Now Playing: Runaway Jury

Posted: Monday, October 20, 2003

Movies based on John Grisham novels are, in my opinion, strictly hit and miss. The Firm and A Time to Kill are pretty good movies, while The Client, The Chamber, and The Pelican Brief were nothing to write home about. With that in mind, I was a little wary about his latest, Runaway Jury. I'm thankful to say that, with the combined talents of a stellar cast including John Cusack, Gene Hackman and Rachel Weisz, Jury ranks among the best of Grisham's films.

Just about all of Grisham's books have either been adapted or are in the process of being adapted to films, which says a lot about the writer. It doesn't necessarily say anything good, however, just that his work tends to be somewhat cinematic and easy for an audience to follow. Perhaps it is exactly the perception that his work is little more than pulp for the masses that has lead Grisham away from his established lawyer-with-a-heart-of-gold routine, to smaller, more literary works like his latest, Bleachers. Not that he's complaining about his early success, however. That "pulp" turned a small-time southern lawyer into one of the best selling authors of all time. Much of that success can be attributed to just those stories. Simple though they are, they never shy away from hot-button issues and are always engaging.

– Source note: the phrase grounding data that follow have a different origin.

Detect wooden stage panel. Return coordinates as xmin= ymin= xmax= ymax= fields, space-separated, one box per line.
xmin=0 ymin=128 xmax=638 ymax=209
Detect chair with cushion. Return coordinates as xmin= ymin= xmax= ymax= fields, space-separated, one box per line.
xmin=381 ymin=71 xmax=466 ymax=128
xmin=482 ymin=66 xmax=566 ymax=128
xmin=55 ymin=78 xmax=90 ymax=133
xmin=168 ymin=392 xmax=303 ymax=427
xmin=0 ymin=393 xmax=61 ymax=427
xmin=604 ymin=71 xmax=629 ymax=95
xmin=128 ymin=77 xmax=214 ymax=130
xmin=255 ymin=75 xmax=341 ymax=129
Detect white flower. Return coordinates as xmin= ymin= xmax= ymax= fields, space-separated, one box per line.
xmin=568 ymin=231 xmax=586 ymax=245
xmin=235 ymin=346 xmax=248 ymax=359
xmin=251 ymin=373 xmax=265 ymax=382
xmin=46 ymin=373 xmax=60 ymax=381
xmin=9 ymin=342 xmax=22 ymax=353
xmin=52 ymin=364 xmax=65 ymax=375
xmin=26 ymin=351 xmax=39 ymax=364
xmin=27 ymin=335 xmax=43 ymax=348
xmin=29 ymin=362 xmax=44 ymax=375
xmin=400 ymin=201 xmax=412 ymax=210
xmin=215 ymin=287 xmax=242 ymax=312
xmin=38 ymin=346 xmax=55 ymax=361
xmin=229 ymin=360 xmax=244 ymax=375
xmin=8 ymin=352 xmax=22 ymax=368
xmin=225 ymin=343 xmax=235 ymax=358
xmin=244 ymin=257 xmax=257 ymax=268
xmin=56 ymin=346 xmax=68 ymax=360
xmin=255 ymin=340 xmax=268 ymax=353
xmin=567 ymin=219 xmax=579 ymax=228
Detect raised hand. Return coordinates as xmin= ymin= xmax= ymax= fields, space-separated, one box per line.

Runaway Jury has just such a story, though it is actually a dramatic departure from the book. The novel centered around a young man's efforts to get himself on a jury trying a case against Big Tobacco. The movie, for reasons not explained, switches the antagonist to a gun manufacturing company, a scenario that surprisingly works better than the one in the book. The trial involves a wrongful death suit after a shooting spree in an office building leaves eleven people dead. The young man is Nick Easter, played with typical charisma and straightforward intensity by John Cusack. Cusack is not required much in this role, but plays it very well, managing to be both sympathetic and sinister at the same time. Nick, it seems, has more than simple civic duty in mind when it comes to serving on this jury. Together, he and his girlfriend Marlee, excellently played by up-and-comer Rachel Weisz, are going to swing this jury to the highest bidder. The trouble is, the gun manufacturers have already purchased a verdict in the hiring of Gene Hackman as ruthless jury profiler Rankin Fitch. Fitch is famous for making sure cases are not won or lost by the facts of a case, but by subtle, and not-so-subtle, manipulation of the jury. Finding and exploiting weaknesses is his expertise, and sparks fly when he discovers that he is in competition for the outcome of the trial. Gene Hackman is one of the best actors working today, and needless to say, he is excellent in his role. One actor I didn't mention at the outset is Dustin Hoffman who, though is generally regarded as one of the greatest American actors, is the weak link in this outstanding cast. Playing the plaintiff's attorney, Hoffman is little more than a caricature of his former self. He basically mugs his way through this role, doing a passable job, but in no means does he raise the bar.

As a fast-paced thriller, Jury performs above expectations, though as a courtroom drama it is merely adequate. It definitely has an agenda, but succeeds in limiting the preaching and doesn't let it's anti-gun leanings get in the way of the action. The jury scenes, however, which should be the heart and soul of the film, leave a little to be desired. The interactions between the jurors is interesting and well played, but there is a certain promise to these relationships that is never realized. Set-ups go unfulfilled, and some members of the jury are underused. That said, the film doesn't get bogged down, and keeps a pretty steady clip.

Runaway Jury is a solid courtroom thriller that will do well at the box office, and well on video, but is not likely to be remembered much beyond that. It is solid and enjoyable, and does have moments of pure cinematic joy, but is not unique or creative enough to leave a lasting impression. It does renew my faith in John Grisham movies, however, and for that, at least, I'm thankful. Civic service is sometimes a pain, but this is one Jury that does it's duty well. Grade: B+

Runaway Jury is rated PG-13 for brief language and violence.